John Netten Radcliffe (20 April 1826 – 11 September 1884) was an English epidemiologist.

==Life==
The son of Charles Radcliffe, and younger brother of Dr. Charles Bland Radcliffe, he was born in Yorkshire and received his early medical training at the Leeds school of medicine. Shortly after obtaining his diploma he went to the Crimea as a surgeon attached to the headquarters of Omar Pasha, and remained there till the close of the war. He received for his services the Order of the Medjidie as well as the Turkish and English medals, with a clasp for Sebastopol. On returning home he became medical superintendent of the Hospital for the Paralysed and Epileptic in Queen Square, London.

In 1865 Radcliffe was asked to prepare a report on the appearance of cholera abroad, and in 1866 he was engaged in investigating the outbreak in East London, which he traced to the infected supply of the East London Water Company. This report appeared as a blue-book in 1867, and gained Radcliffe a reputation. He was elected a member of the Epidemiological Society in 1850, was its honorary secretary 1862–1871, and president 1875–1877. In November 1869 he was appointed to the second of the two public health inspectorships then created by the privy council, and, on the formation of the local government board in 1871, he was made assistant medical officer. In poor health, he resigned the post in 1883.

He died on 11 September 1884 and was buried on the western side of Highgate Cemetery.

==Works==
Radcliffe, before his official appointment, wrote:
- The Pestilence in England, London, 1852.
- Fiends, Ghosts, and Sprites, London, 1854.
- The Hygiene of the Turkish Army, London, 1858; reprinted with additions from the Sanitary Review.

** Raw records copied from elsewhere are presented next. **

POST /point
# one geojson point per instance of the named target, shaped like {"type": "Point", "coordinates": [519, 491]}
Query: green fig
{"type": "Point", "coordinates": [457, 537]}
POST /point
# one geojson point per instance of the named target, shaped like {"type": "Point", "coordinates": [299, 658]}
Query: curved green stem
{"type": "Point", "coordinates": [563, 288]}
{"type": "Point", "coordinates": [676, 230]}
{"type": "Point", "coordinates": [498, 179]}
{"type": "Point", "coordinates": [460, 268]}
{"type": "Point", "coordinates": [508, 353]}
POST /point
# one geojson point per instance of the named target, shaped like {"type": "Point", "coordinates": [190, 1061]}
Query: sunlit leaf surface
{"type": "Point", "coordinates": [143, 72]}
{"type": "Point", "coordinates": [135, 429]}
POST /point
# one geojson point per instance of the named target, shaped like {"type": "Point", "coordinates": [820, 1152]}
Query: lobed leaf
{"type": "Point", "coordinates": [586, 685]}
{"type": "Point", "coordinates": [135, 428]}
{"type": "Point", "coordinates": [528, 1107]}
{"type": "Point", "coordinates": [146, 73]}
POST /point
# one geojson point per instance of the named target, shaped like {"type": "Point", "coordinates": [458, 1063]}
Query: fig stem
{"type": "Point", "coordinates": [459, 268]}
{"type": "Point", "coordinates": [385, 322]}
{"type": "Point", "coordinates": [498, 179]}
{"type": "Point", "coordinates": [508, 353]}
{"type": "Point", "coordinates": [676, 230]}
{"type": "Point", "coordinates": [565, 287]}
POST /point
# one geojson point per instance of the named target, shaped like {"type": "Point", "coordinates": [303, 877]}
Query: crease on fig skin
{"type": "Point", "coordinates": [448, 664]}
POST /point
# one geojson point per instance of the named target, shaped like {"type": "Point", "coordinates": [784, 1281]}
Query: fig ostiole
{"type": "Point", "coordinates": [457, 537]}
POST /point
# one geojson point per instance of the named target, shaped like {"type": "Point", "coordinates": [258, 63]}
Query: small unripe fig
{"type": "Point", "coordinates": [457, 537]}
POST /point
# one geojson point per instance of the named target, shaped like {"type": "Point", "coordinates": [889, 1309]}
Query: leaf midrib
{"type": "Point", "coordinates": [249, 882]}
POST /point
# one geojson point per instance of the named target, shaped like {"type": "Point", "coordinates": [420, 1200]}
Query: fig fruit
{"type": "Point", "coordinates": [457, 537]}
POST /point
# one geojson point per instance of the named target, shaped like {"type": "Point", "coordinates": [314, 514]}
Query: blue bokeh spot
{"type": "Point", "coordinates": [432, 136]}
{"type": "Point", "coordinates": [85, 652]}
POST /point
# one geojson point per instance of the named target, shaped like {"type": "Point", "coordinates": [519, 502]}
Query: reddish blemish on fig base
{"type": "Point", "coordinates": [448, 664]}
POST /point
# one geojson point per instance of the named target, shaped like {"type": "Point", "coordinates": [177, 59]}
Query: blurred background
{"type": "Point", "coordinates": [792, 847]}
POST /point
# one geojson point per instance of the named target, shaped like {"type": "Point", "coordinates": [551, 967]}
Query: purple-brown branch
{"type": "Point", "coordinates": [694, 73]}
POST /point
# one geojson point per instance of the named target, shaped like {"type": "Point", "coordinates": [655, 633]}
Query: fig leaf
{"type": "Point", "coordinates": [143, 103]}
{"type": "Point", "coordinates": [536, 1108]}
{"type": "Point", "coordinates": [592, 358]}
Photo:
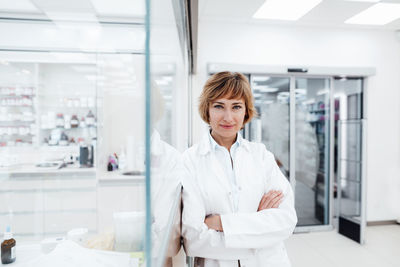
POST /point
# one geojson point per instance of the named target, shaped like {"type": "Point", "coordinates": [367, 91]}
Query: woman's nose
{"type": "Point", "coordinates": [228, 115]}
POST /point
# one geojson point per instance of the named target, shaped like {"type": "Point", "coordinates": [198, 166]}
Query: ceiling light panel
{"type": "Point", "coordinates": [18, 6]}
{"type": "Point", "coordinates": [285, 9]}
{"type": "Point", "coordinates": [378, 14]}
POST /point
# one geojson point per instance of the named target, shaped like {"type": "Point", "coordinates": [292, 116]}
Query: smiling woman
{"type": "Point", "coordinates": [238, 206]}
{"type": "Point", "coordinates": [226, 103]}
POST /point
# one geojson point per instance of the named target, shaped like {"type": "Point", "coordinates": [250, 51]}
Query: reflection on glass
{"type": "Point", "coordinates": [72, 133]}
{"type": "Point", "coordinates": [312, 151]}
{"type": "Point", "coordinates": [349, 110]}
{"type": "Point", "coordinates": [169, 86]}
{"type": "Point", "coordinates": [271, 127]}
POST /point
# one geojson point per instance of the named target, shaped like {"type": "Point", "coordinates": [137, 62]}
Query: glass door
{"type": "Point", "coordinates": [272, 126]}
{"type": "Point", "coordinates": [294, 124]}
{"type": "Point", "coordinates": [350, 180]}
{"type": "Point", "coordinates": [312, 141]}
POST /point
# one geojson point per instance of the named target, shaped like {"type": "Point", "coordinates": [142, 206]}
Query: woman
{"type": "Point", "coordinates": [238, 208]}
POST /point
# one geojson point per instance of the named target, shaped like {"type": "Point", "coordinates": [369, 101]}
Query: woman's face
{"type": "Point", "coordinates": [227, 116]}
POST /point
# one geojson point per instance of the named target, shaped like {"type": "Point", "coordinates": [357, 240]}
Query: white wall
{"type": "Point", "coordinates": [236, 43]}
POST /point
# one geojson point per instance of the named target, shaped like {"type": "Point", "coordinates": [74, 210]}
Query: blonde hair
{"type": "Point", "coordinates": [230, 85]}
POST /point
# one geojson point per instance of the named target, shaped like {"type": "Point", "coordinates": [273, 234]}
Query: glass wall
{"type": "Point", "coordinates": [82, 125]}
{"type": "Point", "coordinates": [310, 123]}
{"type": "Point", "coordinates": [272, 125]}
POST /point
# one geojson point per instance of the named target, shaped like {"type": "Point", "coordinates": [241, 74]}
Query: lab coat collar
{"type": "Point", "coordinates": [208, 144]}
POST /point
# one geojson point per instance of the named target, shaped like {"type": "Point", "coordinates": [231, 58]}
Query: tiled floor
{"type": "Point", "coordinates": [329, 249]}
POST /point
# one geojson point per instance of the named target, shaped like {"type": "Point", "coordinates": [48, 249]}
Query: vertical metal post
{"type": "Point", "coordinates": [292, 133]}
{"type": "Point", "coordinates": [148, 133]}
{"type": "Point", "coordinates": [331, 149]}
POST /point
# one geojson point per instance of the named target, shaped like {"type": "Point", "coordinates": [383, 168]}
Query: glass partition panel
{"type": "Point", "coordinates": [312, 151]}
{"type": "Point", "coordinates": [169, 77]}
{"type": "Point", "coordinates": [72, 131]}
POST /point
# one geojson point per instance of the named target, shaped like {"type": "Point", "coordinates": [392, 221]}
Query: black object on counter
{"type": "Point", "coordinates": [8, 248]}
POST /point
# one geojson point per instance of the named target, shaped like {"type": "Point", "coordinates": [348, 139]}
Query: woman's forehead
{"type": "Point", "coordinates": [229, 100]}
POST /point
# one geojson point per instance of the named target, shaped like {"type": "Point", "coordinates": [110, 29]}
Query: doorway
{"type": "Point", "coordinates": [299, 120]}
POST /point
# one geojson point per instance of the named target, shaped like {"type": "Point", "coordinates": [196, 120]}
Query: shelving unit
{"type": "Point", "coordinates": [17, 115]}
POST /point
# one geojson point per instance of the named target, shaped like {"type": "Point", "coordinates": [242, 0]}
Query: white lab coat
{"type": "Point", "coordinates": [254, 238]}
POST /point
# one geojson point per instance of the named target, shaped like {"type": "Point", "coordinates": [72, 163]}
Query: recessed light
{"type": "Point", "coordinates": [378, 14]}
{"type": "Point", "coordinates": [260, 78]}
{"type": "Point", "coordinates": [370, 1]}
{"type": "Point", "coordinates": [285, 9]}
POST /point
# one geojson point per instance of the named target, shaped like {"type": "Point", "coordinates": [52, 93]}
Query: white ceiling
{"type": "Point", "coordinates": [330, 13]}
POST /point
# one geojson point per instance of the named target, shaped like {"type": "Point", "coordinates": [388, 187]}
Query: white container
{"type": "Point", "coordinates": [78, 235]}
{"type": "Point", "coordinates": [129, 230]}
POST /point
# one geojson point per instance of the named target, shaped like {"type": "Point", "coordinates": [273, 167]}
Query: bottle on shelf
{"type": "Point", "coordinates": [8, 247]}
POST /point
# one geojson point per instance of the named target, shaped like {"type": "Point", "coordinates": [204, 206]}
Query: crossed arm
{"type": "Point", "coordinates": [270, 200]}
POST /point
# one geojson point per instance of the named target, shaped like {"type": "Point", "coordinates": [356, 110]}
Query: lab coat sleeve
{"type": "Point", "coordinates": [199, 241]}
{"type": "Point", "coordinates": [267, 227]}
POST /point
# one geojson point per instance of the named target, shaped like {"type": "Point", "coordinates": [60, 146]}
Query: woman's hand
{"type": "Point", "coordinates": [270, 200]}
{"type": "Point", "coordinates": [214, 222]}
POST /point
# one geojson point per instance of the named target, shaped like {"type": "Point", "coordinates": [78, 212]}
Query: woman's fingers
{"type": "Point", "coordinates": [270, 200]}
{"type": "Point", "coordinates": [277, 201]}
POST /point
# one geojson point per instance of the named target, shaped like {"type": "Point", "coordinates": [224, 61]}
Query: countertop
{"type": "Point", "coordinates": [103, 176]}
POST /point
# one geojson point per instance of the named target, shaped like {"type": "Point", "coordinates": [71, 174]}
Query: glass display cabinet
{"type": "Point", "coordinates": [93, 114]}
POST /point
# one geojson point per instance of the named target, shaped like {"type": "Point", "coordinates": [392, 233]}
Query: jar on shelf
{"type": "Point", "coordinates": [90, 119]}
{"type": "Point", "coordinates": [74, 121]}
{"type": "Point", "coordinates": [60, 120]}
{"type": "Point", "coordinates": [82, 123]}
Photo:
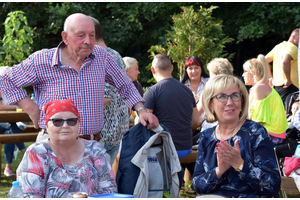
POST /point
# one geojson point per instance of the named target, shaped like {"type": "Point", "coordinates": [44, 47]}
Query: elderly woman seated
{"type": "Point", "coordinates": [236, 158]}
{"type": "Point", "coordinates": [64, 163]}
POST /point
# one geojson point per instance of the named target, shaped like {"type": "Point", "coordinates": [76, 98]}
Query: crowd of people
{"type": "Point", "coordinates": [86, 92]}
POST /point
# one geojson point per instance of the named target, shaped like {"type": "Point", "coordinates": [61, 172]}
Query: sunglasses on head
{"type": "Point", "coordinates": [58, 122]}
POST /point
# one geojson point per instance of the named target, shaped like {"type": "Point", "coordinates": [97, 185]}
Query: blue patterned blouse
{"type": "Point", "coordinates": [260, 175]}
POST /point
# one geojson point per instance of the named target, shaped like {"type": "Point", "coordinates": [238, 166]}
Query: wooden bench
{"type": "Point", "coordinates": [27, 135]}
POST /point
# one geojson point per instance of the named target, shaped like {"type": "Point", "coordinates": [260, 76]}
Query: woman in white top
{"type": "Point", "coordinates": [195, 77]}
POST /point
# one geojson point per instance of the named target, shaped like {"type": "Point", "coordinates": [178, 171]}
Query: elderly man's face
{"type": "Point", "coordinates": [81, 38]}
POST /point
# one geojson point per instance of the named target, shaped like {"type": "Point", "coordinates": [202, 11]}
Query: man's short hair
{"type": "Point", "coordinates": [161, 62]}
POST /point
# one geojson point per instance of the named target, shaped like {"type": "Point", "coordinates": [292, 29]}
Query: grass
{"type": "Point", "coordinates": [6, 182]}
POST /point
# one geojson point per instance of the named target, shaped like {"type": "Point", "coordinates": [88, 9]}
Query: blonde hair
{"type": "Point", "coordinates": [216, 85]}
{"type": "Point", "coordinates": [258, 67]}
{"type": "Point", "coordinates": [129, 62]}
{"type": "Point", "coordinates": [220, 66]}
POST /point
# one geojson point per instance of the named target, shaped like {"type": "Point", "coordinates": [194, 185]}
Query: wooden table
{"type": "Point", "coordinates": [14, 116]}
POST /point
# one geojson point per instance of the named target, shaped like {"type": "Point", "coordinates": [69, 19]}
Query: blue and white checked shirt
{"type": "Point", "coordinates": [52, 80]}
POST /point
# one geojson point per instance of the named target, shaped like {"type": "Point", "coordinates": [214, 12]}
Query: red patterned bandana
{"type": "Point", "coordinates": [56, 106]}
{"type": "Point", "coordinates": [190, 62]}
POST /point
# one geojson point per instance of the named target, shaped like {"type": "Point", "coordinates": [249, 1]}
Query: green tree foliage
{"type": "Point", "coordinates": [17, 40]}
{"type": "Point", "coordinates": [133, 27]}
{"type": "Point", "coordinates": [194, 33]}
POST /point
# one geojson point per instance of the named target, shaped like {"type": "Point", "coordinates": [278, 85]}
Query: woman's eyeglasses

In his official capacity Radcliffe prepared reports dealing with epidemics and quarantine. These included:
- On the Means for preventing Excrement Nuisances in Towns and Villages, 1869 and 1873.
- On an Outbreak of Enteric Fever in Marylebone, 1873.
- On the Diffusion of Cholera in Europe during the ten years 1865–74.
- On the Progress of Levantine Plague, 1875–77.